Al momento dell’assaggio, il consiglio è quello di procedere secondo le fasi canoniche, portando innanzitutto il bicchiere sotto il naso, roteandolo per arieggiare e tuffandovi le narici, in modo da apprezzare il profumo. Durante l’assaggio vero e proprio può essere utile introdurre il liquido con poca aria, senza necessariamente forzarsi a scenografici gargarismi. “Chiudete gli occhi e provate a verbalizzare quello che sentite. Si afferrano subito meglio termini come ‘diritto’ e ‘sul frutto’. Ma ciò che conta sono le vostre sensazioni, che potete esprimere a modo vostro. Ognuno ha i suoi ricordi gustativi e a quelli occorre riferirsi durante la degustazione. Soprattutto non esiste l’errore, non si deve per forza sentire qualcosa per compiacere, tutti i gusti sono naturali e ognuno ha i propri riferimenti”.

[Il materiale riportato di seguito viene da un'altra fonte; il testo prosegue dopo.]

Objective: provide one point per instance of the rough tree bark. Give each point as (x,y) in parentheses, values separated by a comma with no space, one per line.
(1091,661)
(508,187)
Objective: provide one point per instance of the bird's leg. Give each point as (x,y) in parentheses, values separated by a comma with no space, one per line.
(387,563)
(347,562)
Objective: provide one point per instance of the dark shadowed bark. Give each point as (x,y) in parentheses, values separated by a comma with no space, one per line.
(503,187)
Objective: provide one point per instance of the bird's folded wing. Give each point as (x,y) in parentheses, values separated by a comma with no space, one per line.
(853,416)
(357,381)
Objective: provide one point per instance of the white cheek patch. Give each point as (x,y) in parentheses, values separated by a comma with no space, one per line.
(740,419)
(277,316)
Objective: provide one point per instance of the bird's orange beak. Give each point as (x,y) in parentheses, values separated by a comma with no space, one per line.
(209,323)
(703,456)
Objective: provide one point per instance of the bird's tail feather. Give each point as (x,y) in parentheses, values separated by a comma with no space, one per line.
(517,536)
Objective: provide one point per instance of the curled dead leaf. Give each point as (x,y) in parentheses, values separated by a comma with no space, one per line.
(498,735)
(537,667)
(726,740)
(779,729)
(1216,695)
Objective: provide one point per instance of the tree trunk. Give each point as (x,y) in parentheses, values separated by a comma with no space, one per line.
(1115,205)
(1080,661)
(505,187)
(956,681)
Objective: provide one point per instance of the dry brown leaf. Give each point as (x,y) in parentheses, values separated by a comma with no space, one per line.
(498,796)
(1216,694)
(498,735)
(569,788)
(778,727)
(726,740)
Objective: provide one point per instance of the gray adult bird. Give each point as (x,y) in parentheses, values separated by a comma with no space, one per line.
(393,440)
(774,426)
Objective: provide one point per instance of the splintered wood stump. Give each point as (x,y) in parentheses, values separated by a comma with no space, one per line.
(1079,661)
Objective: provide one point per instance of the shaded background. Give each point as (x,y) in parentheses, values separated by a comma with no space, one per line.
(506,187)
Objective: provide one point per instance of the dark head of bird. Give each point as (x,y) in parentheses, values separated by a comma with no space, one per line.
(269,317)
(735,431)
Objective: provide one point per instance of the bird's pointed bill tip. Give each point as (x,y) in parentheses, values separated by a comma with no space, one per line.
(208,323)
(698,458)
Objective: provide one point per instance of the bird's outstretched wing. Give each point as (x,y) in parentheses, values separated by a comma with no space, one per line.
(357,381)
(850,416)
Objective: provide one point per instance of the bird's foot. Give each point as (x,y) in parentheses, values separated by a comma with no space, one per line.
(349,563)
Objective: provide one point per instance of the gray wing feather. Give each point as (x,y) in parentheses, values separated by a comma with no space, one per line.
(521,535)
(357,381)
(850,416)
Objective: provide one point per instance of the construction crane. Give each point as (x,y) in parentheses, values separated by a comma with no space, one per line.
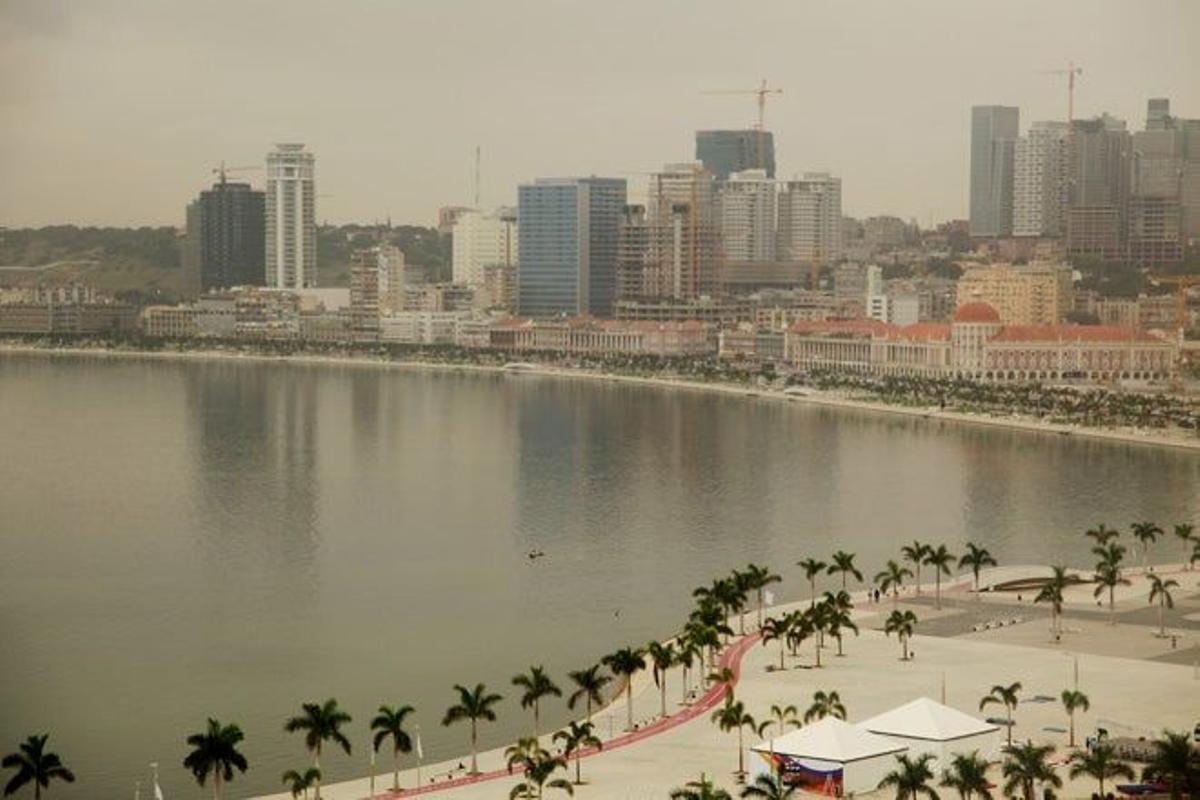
(1072,71)
(761,92)
(222,169)
(1182,283)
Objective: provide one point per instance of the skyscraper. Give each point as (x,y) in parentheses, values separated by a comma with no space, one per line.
(724,152)
(226,229)
(684,236)
(484,239)
(748,217)
(291,218)
(1041,180)
(810,220)
(567,244)
(994,131)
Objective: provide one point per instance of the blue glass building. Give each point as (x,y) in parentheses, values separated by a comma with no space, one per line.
(567,245)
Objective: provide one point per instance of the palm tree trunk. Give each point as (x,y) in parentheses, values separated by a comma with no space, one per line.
(316,763)
(474,737)
(741,756)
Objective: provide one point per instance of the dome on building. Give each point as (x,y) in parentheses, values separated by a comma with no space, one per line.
(977,312)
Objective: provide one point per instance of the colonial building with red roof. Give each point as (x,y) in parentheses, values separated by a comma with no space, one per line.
(977,346)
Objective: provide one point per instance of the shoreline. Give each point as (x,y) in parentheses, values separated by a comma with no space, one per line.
(1176,440)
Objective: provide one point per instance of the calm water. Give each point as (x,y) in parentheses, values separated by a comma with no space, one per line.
(184,540)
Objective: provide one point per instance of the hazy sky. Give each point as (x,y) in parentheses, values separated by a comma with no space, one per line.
(113,112)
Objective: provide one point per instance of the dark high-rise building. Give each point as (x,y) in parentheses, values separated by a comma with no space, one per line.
(732,151)
(994,131)
(227,235)
(568,241)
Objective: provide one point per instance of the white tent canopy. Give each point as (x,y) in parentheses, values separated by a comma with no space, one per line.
(831,757)
(930,727)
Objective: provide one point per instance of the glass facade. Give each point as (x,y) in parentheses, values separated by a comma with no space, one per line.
(568,240)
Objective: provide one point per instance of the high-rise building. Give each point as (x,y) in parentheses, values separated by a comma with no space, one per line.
(684,235)
(291,218)
(810,220)
(994,132)
(226,236)
(725,152)
(1041,180)
(481,240)
(748,217)
(1097,217)
(567,245)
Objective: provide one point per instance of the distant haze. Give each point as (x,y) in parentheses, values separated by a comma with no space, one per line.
(113,112)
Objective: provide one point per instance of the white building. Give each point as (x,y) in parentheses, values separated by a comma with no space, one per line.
(484,239)
(291,218)
(1041,173)
(748,217)
(810,218)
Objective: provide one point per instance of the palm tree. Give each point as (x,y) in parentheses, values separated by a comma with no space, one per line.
(215,751)
(903,624)
(627,662)
(1006,696)
(1102,534)
(1051,593)
(589,685)
(813,567)
(977,558)
(757,579)
(911,777)
(688,654)
(1146,533)
(300,782)
(701,789)
(967,775)
(732,716)
(775,630)
(1101,763)
(892,578)
(916,555)
(839,618)
(941,559)
(537,685)
(36,765)
(1176,763)
(576,738)
(844,563)
(1074,701)
(321,723)
(1183,531)
(1025,765)
(1161,590)
(825,704)
(390,722)
(768,787)
(663,657)
(1108,575)
(473,704)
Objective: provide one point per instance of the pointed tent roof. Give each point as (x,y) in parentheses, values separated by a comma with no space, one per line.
(832,740)
(925,719)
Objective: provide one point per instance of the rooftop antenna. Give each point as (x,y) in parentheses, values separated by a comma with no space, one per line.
(1071,72)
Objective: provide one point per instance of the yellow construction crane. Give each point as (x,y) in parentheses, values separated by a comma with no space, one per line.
(1181,283)
(222,169)
(1072,71)
(761,92)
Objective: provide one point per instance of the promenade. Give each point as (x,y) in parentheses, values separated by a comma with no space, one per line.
(1134,684)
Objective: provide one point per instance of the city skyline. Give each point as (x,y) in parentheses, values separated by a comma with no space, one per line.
(429,100)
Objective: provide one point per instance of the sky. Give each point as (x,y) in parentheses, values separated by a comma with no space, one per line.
(115,112)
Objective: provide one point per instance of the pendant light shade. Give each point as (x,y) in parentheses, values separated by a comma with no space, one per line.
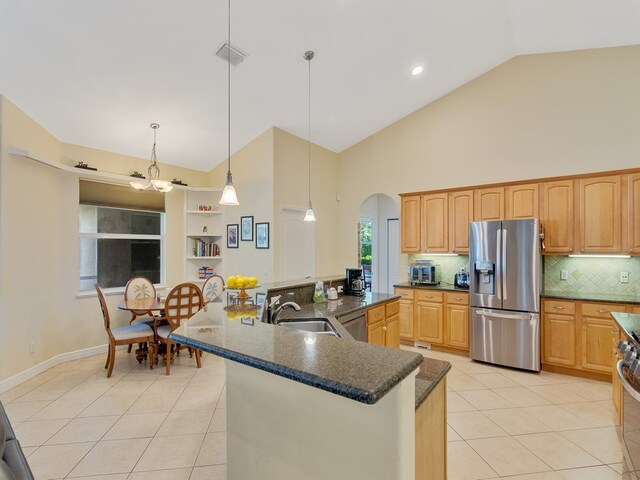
(229,196)
(154,181)
(309,215)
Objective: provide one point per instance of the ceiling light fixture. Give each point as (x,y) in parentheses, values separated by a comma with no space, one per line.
(229,196)
(154,181)
(309,215)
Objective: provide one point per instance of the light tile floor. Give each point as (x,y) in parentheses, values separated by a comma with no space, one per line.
(73,422)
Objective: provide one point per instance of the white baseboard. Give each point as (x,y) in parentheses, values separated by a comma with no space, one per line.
(47,364)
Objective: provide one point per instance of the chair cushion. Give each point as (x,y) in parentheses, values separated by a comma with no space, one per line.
(5,472)
(16,460)
(134,330)
(164,331)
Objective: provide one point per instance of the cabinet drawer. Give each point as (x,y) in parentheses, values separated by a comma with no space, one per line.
(601,310)
(557,306)
(392,308)
(458,298)
(428,296)
(375,314)
(405,293)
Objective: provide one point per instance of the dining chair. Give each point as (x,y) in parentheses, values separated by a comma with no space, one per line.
(212,288)
(182,303)
(128,335)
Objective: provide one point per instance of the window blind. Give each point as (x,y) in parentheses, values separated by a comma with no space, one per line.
(120,196)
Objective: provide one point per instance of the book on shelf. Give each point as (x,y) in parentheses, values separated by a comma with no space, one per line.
(203,248)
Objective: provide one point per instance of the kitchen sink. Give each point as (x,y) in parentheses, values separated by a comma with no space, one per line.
(314,325)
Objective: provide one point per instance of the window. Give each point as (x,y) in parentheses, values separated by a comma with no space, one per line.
(116,244)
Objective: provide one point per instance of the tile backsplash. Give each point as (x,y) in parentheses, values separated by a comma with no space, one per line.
(592,275)
(449,266)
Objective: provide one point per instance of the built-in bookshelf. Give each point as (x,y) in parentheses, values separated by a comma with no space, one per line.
(204,225)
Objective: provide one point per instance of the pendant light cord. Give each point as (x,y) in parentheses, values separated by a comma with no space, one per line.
(229,92)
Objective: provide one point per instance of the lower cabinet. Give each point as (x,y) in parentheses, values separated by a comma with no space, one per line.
(437,317)
(383,324)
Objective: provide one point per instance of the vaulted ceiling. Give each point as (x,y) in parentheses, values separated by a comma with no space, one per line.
(98,72)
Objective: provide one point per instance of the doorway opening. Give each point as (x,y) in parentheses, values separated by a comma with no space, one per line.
(379,242)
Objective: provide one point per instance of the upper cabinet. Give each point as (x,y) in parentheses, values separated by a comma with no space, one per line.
(557,216)
(633,216)
(460,214)
(489,204)
(410,224)
(435,222)
(521,201)
(600,216)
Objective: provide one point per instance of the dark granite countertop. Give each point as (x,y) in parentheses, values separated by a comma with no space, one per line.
(594,297)
(447,287)
(628,322)
(356,370)
(431,373)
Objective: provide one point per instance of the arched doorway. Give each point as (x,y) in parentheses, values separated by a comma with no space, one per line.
(379,242)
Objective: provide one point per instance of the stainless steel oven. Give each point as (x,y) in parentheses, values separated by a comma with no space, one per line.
(628,370)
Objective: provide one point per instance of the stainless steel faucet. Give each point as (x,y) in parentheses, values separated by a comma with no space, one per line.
(276,312)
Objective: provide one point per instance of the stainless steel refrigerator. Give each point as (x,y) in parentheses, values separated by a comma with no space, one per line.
(504,292)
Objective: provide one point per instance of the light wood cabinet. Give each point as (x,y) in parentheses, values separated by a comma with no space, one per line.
(411,241)
(600,215)
(557,216)
(460,214)
(383,324)
(434,226)
(633,215)
(488,204)
(457,321)
(406,320)
(521,201)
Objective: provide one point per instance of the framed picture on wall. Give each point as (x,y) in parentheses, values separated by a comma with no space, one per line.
(232,235)
(262,235)
(246,229)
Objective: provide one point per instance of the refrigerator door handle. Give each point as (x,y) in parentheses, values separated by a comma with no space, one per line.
(503,272)
(498,271)
(513,316)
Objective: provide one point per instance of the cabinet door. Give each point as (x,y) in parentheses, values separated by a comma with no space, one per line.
(522,201)
(559,346)
(488,204)
(557,216)
(429,322)
(435,223)
(634,213)
(375,333)
(457,326)
(600,214)
(406,329)
(410,224)
(460,214)
(596,344)
(392,332)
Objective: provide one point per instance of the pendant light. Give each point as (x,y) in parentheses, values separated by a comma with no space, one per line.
(154,181)
(309,215)
(229,196)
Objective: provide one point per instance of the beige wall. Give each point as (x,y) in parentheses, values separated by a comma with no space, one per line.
(291,188)
(252,169)
(533,116)
(39,248)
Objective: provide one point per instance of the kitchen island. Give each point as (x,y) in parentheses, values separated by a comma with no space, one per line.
(301,405)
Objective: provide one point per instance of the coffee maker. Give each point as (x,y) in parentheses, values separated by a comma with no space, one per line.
(356,284)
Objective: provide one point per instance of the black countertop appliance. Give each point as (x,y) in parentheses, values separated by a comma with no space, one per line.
(356,284)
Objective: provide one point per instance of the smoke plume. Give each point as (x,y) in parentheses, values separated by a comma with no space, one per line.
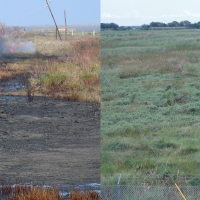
(16,46)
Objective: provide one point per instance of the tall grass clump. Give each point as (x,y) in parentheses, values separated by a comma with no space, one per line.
(69,70)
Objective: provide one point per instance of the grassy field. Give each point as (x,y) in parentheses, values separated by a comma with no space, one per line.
(68,69)
(156,75)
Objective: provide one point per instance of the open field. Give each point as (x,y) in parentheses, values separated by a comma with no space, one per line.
(49,111)
(156,75)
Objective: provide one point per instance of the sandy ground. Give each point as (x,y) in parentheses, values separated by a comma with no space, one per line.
(49,142)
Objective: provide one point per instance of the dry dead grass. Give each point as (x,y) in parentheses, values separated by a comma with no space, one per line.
(19,192)
(72,73)
(77,195)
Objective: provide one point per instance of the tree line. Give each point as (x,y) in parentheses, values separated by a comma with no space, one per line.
(175,24)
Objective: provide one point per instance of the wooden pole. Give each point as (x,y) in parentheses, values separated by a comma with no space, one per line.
(54,20)
(65,25)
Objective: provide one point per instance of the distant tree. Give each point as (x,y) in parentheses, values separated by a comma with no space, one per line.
(173,24)
(145,27)
(157,24)
(114,26)
(185,23)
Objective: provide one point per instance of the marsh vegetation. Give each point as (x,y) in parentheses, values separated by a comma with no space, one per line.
(156,74)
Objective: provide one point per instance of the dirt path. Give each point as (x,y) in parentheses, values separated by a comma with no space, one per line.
(52,142)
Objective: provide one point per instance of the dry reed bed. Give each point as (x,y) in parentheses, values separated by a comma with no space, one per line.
(73,74)
(20,192)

Può anche darsi che il vino, tuttavia, non sia quello giusto, troppo acido o troppo alcolico, troppo tannico o troppo esile, che nonostante le indicazioni del cliente non corrisponda a ciò che immaginava.“In questo caso è importante motivare il giudizio negativo, in modo che io possa meglio comprendere il gusto del cliente e cosa proporgli in alternativa. A volte mi capita di far assaggiare tre vini prima di risolvere il rebus, ma non è grave: l’obiettivo è individuare quello giusto”. Tutto si compendia in una frase: “Un buon sommelier ascolta ciò che il cliente ha da dire”.